Oil prices gained more than USD1.
Germany’s DAX climbed 0.8 per cent to 19,525.36 and the CAC 40 in Paris also gained 0.8 per cent, to 7,557.30. Britain’s FTSE 100 was likewise up 0.8 per cent, at 8,322.03.
The future for the S&P 500 was up 0.5 per cent while that for the Dow Jones Industrial Average edged 0.1 per cent lower.
In Asian trading, Japan’s benchmark Nikkei 225 shed larger early gains, ending 0.1 per cent higher at 38,143.29 as purchasing manager indexes showed worsening conditions in Japan for both manufacturing and services.
The overall composite PMI compiled by au Jibun Bank fell to a two-year low.
“Japan’s private sector fell into contraction territory at the start of the fourth quarter of the year,” economist at S&P Global Market Intelligence Usamah Bhatti said in a commentary. “Confidence about business activity growth in the next 12 months softened in October and was the least pronounced since August 2020.”
In Seoul, the Kospi gave up 0.7 per cent to 2,581.03 and Australia’s S&P/ASX 200 edged 0.1 per cent lower to 8,206.30.
On Wednesday, the S&P 500 sank 0.9 per cent. Its recent pullback follows six straight winning weeks, its longest such streak this year.
Stocks are sagging under rising pressure from Treasury yields. Higher yields can make investors reluctant to pay high prices for stocks, which critics said already look too expensive after they rose faster than corporate profits.
The Dow Jones Industrial Average dropped one per cent, while the Nasdaq composite tumbled 1.6 per cent. Nvidia and other Big Tech stocks were among the market’s heaviest weights.
The yield on the 10-year Treasury rose again to 4.23 per cent from 4.21 per cent late Tuesday and from just 4.08 per cent on Friday.
Treasury yields have been climbing after a raft of reports have shown the United States (US) economy remains stronger than expected.
That’s good news for Wall Street, because it bolsters hopes that the economy can escape from the worst inflation in generations without the painful recession that many had worried was inevitable.
Boeing slipped 1.8 per cent in what could be one of the most consequential days in years for the troubled aerospace manufacturer.
The company reported a loss of more than USD6 billion for the latest quarter. Later Wednesday, Boeing factory workers voted 64 per cent against the company’s latest contract offer, opting to continue a six-week strike that has halted production of the aerospace giant’s bestselling jetliners. Boeing stock has lost nearly 40 per cent this year.
Big Tech stocks, whose prices have soared amid Wall Street’s frenzy around artificial-intelligence (AI) technology, were the heaviest weight on the market.

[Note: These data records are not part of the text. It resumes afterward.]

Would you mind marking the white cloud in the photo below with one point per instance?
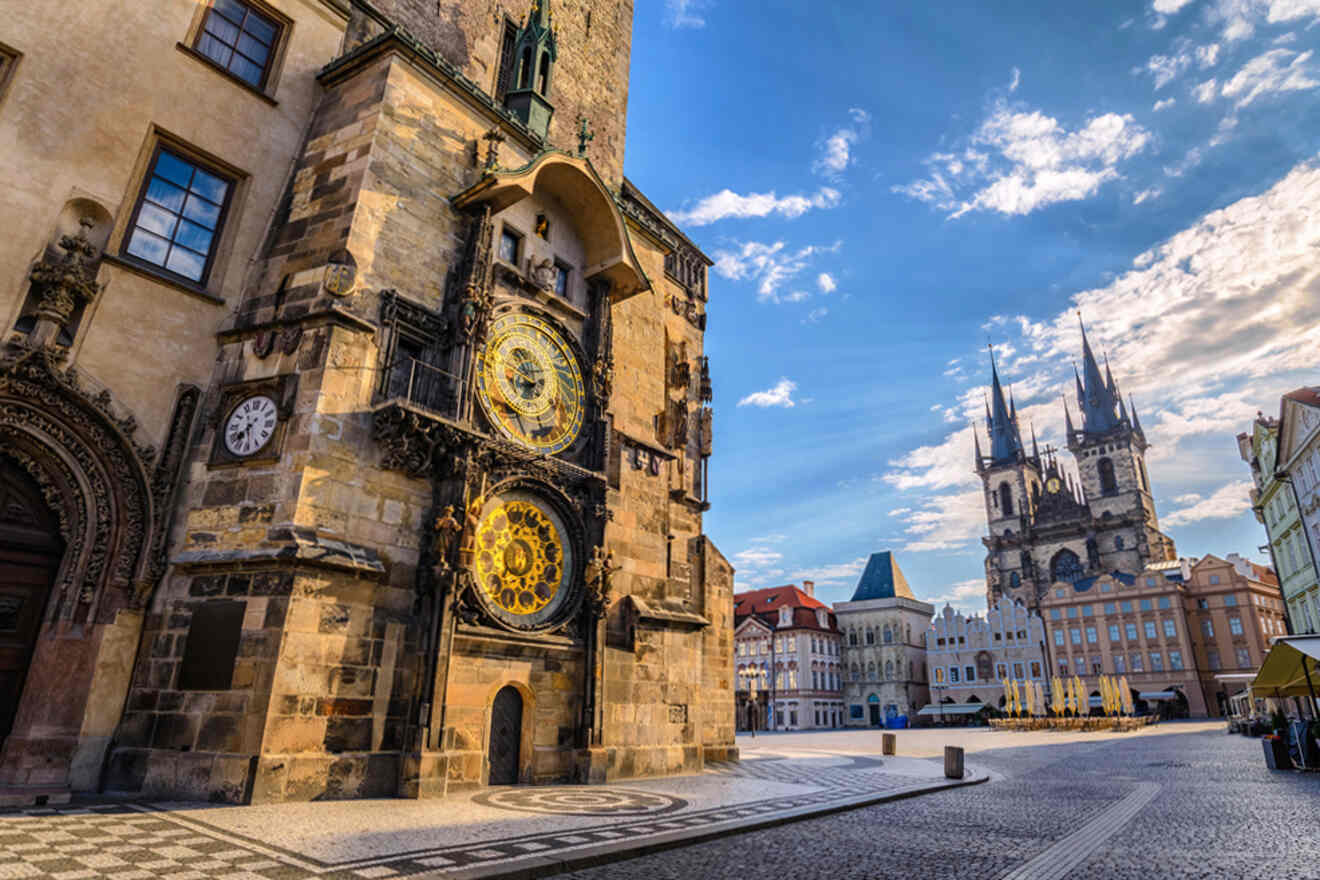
(771, 265)
(779, 395)
(837, 149)
(1204, 94)
(1230, 306)
(1277, 70)
(1166, 69)
(1019, 161)
(726, 203)
(685, 13)
(1225, 503)
(968, 597)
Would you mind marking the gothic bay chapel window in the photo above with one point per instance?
(239, 40)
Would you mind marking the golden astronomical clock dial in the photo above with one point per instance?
(523, 558)
(529, 384)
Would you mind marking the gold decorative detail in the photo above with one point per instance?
(519, 557)
(529, 384)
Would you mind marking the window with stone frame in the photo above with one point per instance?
(178, 217)
(240, 38)
(8, 62)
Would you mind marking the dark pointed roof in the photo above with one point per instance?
(1098, 400)
(1005, 437)
(882, 579)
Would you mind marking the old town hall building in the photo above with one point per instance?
(1044, 525)
(354, 418)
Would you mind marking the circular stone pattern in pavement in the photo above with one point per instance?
(581, 801)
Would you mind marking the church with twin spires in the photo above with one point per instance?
(1048, 524)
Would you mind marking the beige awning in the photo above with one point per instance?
(1286, 668)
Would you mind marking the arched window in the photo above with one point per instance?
(1005, 499)
(524, 69)
(543, 79)
(1065, 566)
(1108, 484)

Nvidia dropped 2.8 per cent and Apple shed 2.2 per cent.
But AT&T rose 4.6 per cent after reporting stronger profit for the latest quarter than analysts expected and Texas Instruments climbed four per cent after the semiconductor company reported stronger profit and revenue than anticipated.

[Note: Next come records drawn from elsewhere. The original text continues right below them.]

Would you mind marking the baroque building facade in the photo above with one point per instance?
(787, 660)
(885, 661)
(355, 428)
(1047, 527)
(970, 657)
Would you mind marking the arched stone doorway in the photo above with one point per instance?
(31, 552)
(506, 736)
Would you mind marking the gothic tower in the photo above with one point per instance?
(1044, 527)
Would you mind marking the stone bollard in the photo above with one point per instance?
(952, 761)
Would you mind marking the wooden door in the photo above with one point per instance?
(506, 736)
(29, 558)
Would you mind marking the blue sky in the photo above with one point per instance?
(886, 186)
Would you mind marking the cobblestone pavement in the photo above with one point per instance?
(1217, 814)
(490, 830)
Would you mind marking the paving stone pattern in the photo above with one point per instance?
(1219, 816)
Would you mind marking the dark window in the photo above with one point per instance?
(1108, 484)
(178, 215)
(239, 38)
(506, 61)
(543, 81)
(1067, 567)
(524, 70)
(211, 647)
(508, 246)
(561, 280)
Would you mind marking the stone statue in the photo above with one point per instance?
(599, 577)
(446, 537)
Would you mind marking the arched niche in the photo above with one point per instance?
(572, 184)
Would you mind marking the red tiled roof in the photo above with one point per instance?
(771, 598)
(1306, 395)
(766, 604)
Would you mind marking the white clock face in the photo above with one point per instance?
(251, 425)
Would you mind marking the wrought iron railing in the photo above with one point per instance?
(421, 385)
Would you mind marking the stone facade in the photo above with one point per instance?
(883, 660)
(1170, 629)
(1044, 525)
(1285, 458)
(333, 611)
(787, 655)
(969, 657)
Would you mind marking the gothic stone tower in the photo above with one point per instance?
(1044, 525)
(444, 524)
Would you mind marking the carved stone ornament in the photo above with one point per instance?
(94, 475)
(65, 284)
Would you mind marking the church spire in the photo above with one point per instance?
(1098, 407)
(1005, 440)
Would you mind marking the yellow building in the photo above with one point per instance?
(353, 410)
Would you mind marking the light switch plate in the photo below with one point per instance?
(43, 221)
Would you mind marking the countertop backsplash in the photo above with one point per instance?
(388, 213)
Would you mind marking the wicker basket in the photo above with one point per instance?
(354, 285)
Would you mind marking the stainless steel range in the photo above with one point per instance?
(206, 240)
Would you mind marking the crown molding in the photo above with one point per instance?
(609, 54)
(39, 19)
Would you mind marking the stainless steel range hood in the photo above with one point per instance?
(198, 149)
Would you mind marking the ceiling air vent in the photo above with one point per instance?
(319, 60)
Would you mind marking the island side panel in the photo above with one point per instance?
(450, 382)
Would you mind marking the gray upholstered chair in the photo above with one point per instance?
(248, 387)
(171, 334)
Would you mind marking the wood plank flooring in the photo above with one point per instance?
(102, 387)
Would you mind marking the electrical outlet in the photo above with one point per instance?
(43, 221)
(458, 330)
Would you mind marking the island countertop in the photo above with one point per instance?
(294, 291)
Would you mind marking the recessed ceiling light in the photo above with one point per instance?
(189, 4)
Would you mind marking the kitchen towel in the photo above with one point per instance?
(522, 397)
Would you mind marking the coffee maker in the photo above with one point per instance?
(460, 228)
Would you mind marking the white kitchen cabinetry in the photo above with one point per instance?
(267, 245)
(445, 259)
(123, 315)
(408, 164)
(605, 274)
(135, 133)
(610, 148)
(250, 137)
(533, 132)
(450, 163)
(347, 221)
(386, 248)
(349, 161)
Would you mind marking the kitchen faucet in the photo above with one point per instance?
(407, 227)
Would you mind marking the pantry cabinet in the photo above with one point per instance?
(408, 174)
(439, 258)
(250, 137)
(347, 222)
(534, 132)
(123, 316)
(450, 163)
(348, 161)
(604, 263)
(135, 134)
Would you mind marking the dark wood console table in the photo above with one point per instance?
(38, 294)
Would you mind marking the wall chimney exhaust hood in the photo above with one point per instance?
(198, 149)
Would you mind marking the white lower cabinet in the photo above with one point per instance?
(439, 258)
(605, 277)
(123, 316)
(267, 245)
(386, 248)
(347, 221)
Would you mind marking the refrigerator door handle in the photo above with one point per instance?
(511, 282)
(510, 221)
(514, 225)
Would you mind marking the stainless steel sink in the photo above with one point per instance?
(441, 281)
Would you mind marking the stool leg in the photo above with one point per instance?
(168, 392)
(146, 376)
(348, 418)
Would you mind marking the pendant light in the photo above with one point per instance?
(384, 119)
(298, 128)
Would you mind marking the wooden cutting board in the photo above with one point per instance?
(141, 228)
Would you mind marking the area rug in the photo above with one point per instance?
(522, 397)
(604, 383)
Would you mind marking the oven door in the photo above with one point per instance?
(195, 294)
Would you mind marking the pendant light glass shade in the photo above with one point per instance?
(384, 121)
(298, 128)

In other dealings early yesterday, US benchmark crude oil gained USD1.27 to USD72.04 per barrel in electronic trading on the New York Mercantile Exchange.
Brent crude, the international standard, surged USD1.23 to USD76.19 per barrel.
The dollar slipped to JPY152.13 after surging above JPY153 on Wednesday. The euro rose to USD1.0799 from USD1.0783.